Carter shook his head. ‘Man. Why you playin’ me like this?’

Vincent smiled. ‘I’m not playing, Carter. Truth is, we have somewhere to be. Do you know where we’re going?’

Carter remained silent.

‘That was a question,’ Vincent said.

‘How would I know where y’all going?’

‘We’re going to see your brother.’

Carter pulled a face, like he’d never heard the word before. ‘My brother?’

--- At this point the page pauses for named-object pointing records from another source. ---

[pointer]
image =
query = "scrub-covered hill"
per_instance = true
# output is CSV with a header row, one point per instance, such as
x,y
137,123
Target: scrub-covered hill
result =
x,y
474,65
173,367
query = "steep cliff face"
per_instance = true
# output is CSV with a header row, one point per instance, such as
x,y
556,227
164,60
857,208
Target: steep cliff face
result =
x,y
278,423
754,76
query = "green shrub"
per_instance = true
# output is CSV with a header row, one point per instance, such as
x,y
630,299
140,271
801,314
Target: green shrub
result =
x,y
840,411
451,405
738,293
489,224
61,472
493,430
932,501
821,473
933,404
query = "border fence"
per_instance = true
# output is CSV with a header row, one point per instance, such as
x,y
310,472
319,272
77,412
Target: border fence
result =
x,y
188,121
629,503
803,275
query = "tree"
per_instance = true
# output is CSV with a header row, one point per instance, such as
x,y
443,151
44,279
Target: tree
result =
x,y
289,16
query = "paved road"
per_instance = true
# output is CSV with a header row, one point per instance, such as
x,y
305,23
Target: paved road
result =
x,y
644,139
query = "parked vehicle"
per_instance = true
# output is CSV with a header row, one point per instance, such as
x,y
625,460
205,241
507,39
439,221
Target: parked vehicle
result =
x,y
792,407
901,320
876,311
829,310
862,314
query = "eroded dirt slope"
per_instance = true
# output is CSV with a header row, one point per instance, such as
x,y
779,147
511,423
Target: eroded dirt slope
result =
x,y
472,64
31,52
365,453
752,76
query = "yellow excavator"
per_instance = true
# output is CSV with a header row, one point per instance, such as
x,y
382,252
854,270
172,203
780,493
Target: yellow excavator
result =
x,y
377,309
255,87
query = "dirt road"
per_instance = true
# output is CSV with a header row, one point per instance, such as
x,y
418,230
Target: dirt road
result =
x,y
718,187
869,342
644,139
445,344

‘Yeah. Your real brother, not your play brother, or your cousin-brother. The one called DeRon. We can’t seem to locate him.’

‘Did you try his house?’

‘Damn,’ Vincent said. He looked over at Byrne, and back. ‘Why didn’t I think of that? Yeah. We tried his house, Carter. We also hit all his spots, all his corners, so we’re pretty sure the word is out that we want to have a little chat with him. That’s why we came to you, my man.’

Stone cold silence.

‘Okay. Look. I’m not going to insult your intelligence — such as it is — by asking you the question again.’

Vincent reached into his jacket pocket with one leather-gloved hand and pulled out a neatly wrapped package, a clear plastic baggie of what looked like two ounces of cocaine. He handed it to Carter, who took it.

‘What’s this?’

‘It’s yours,’ Vincent said. ‘I just found it on you when I patted you down.’

Everything seemed to hit Carter all at once. Instead of flailing, railing, or running, he seemed to implode. He just stood there, wide-eyed and shocked. Vincent took the package back.

‘That ain’t mine, man!’

‘Of course it is. Got your prints all over it. And with your record, I’m pretty sure you’re looking at federal time.’

Vincent tossed Byrne the keys to Carter’s car. Byrne opened the trunk, found a zippered canvas pouch, opened it. Inside was what looked like thirty or forty thousand dollars.

‘Oh, Carter, Carter,’ Vincent said. ‘We add that money into the mix and you are looking at a deep, dark hole.’

Carter started to vibrate. Byrne had seen it many times. It was the involuntary muscle reflex that always preceded supersonic felony flight. Carter was getting ready for liftoff.